Logan Craft’s summer has started off like any other grade school students'. He visited the beach in Galveston, attended camp and spent several long days getting into mischief with friends.
There is, of course, one exception. This 10-year-old’s summer plans included a tour of the University of Houston.
Why? It is simple, says the soon-to-be Harlem Elementary School fifth grader.
“I’m only in the fourth grade, but I still have to be ready to go to college,” he explained. “It’s really important to go so I can get smarter, get a degree, a real job and some money.”
Just weeks before his late June visit to the university’s central campus, Logan had penned a handwritten letter addressed directly to the UH president. He needed information. More specifically, he needed materials regarding the university’s mechanical engineering program.

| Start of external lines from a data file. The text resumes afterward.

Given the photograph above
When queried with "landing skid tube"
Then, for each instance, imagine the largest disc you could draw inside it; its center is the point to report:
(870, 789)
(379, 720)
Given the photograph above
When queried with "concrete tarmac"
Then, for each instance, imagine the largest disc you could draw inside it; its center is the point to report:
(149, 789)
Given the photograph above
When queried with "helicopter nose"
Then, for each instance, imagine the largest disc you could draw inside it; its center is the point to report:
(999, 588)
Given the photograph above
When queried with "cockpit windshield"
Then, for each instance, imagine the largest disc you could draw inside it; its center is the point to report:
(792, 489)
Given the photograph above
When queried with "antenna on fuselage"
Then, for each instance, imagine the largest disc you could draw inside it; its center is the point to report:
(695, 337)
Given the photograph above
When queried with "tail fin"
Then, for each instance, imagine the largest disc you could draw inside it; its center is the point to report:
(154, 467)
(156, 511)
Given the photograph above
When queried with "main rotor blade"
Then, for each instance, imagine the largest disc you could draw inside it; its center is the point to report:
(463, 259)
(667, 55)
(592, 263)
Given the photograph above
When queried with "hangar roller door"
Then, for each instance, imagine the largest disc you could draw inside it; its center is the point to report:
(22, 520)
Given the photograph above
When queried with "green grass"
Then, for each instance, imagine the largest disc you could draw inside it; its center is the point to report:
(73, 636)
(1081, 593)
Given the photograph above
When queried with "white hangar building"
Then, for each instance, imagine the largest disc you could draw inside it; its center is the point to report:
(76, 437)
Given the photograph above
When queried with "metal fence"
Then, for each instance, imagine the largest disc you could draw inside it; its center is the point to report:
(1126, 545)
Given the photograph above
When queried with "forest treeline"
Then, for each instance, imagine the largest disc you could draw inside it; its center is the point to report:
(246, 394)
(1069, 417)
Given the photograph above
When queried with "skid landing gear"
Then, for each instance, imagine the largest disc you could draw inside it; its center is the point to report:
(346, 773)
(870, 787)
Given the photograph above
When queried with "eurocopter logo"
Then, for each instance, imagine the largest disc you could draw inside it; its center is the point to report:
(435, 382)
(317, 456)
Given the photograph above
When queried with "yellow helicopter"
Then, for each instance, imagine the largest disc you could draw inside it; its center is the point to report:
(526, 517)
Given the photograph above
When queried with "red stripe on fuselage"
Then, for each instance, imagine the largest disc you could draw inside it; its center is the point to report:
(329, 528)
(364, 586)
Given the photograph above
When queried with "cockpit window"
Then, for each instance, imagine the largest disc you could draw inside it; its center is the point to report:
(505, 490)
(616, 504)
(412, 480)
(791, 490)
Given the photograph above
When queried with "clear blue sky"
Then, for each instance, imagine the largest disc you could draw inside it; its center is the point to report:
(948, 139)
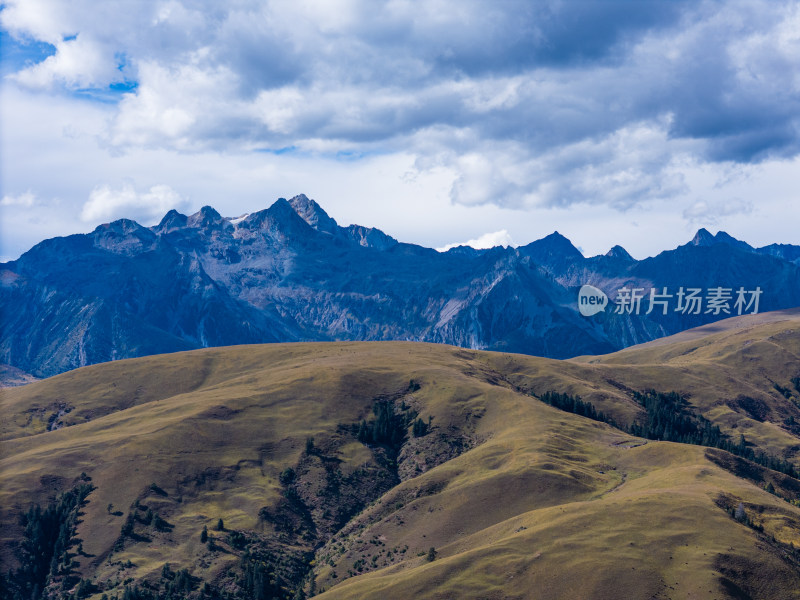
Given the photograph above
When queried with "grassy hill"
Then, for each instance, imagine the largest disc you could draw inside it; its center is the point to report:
(308, 455)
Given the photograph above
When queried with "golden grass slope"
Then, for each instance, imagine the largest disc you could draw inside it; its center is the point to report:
(542, 504)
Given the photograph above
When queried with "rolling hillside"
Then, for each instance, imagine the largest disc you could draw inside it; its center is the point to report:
(408, 470)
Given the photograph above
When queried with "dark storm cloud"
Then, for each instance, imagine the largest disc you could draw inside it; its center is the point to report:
(542, 103)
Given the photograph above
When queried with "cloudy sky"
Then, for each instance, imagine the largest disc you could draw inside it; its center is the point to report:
(440, 122)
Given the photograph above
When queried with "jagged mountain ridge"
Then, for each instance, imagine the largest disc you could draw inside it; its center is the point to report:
(291, 273)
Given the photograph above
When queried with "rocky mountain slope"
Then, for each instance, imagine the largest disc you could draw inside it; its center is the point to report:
(400, 470)
(291, 273)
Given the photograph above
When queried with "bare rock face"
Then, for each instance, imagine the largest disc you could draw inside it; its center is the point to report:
(291, 273)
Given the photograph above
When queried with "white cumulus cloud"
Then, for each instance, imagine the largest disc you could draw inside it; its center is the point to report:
(24, 200)
(487, 240)
(106, 203)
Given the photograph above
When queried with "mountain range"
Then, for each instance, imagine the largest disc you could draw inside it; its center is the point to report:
(291, 273)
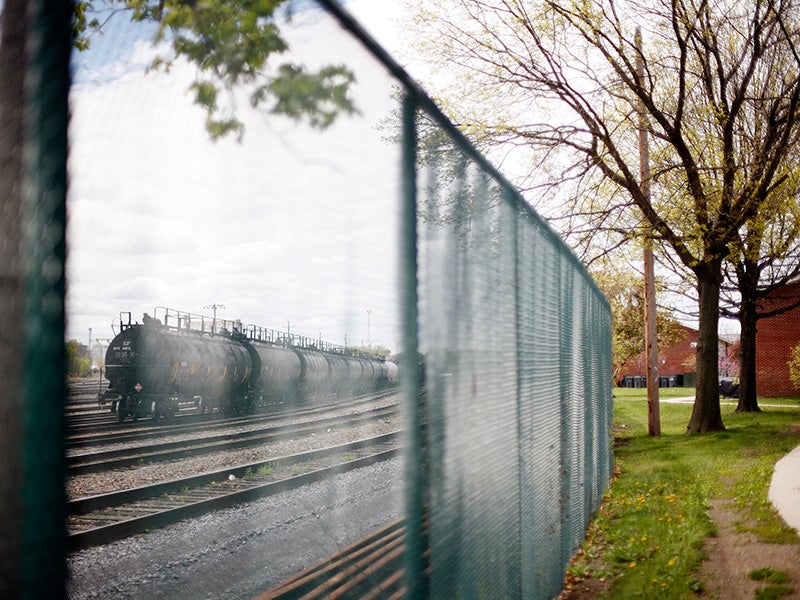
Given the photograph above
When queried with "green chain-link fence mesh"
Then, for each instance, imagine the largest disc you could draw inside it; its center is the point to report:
(514, 388)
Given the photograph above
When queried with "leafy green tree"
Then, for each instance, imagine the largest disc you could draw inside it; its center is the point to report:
(232, 45)
(717, 86)
(764, 259)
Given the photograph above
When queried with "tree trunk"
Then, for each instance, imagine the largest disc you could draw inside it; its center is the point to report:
(706, 415)
(748, 402)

For, as he puts it, “engineers build amazing things," and he just might like to be one someday.
He did, after all, recently toss out his other prospects—racecar driving; it was just too dangerous, and work as a magician that was just not lucrative.
So when his elementary school had its college week shortly before the summer break he wrote a letter to what he calls his first college choice—UH.
He heard a lot about the university, he said. In fact, his Aunt Nikki Craft earned her bachelor’s degree in civil engineering at UH in 1996.
So far, he has the credentials to follow in her footsteps. Great grades. A love of math, science and, even better, a mind interested in how to build and make things work.
He spends hours, he admits, on his PlayStation 3 challenging himself to the game “Little Big Planet” where he builds elaborate cars and tanks. This is in addition to the time he devotes to constructing new things from his Legos.
So flanked by his father, Neal; mother, Linda; sister, Micah and both the chair and associate chair of the department of mechanical engineering, the shaggy haired blond expressed nothing but enthusiasm as he walked the halls of two of the college’s engineering buildings on his tour.
He learned about shape memory alloys—pushing buttons on one demonstration to heat up cables, affecting their stiffness and allowing him to move a metal arm. He saw a wind tunnel, classrooms, even sat in the department chair’s office.
The tour ended with the Baytown native jumping around in excitement, a wide grin growing over his face. He was happy with his first choice. His parents were, too.
Quite possibly UH’s youngest prospective student, Logan did not seem to care that he was about eight years too early. Because as Logan said he learned from his mother, “you should always be prepared.”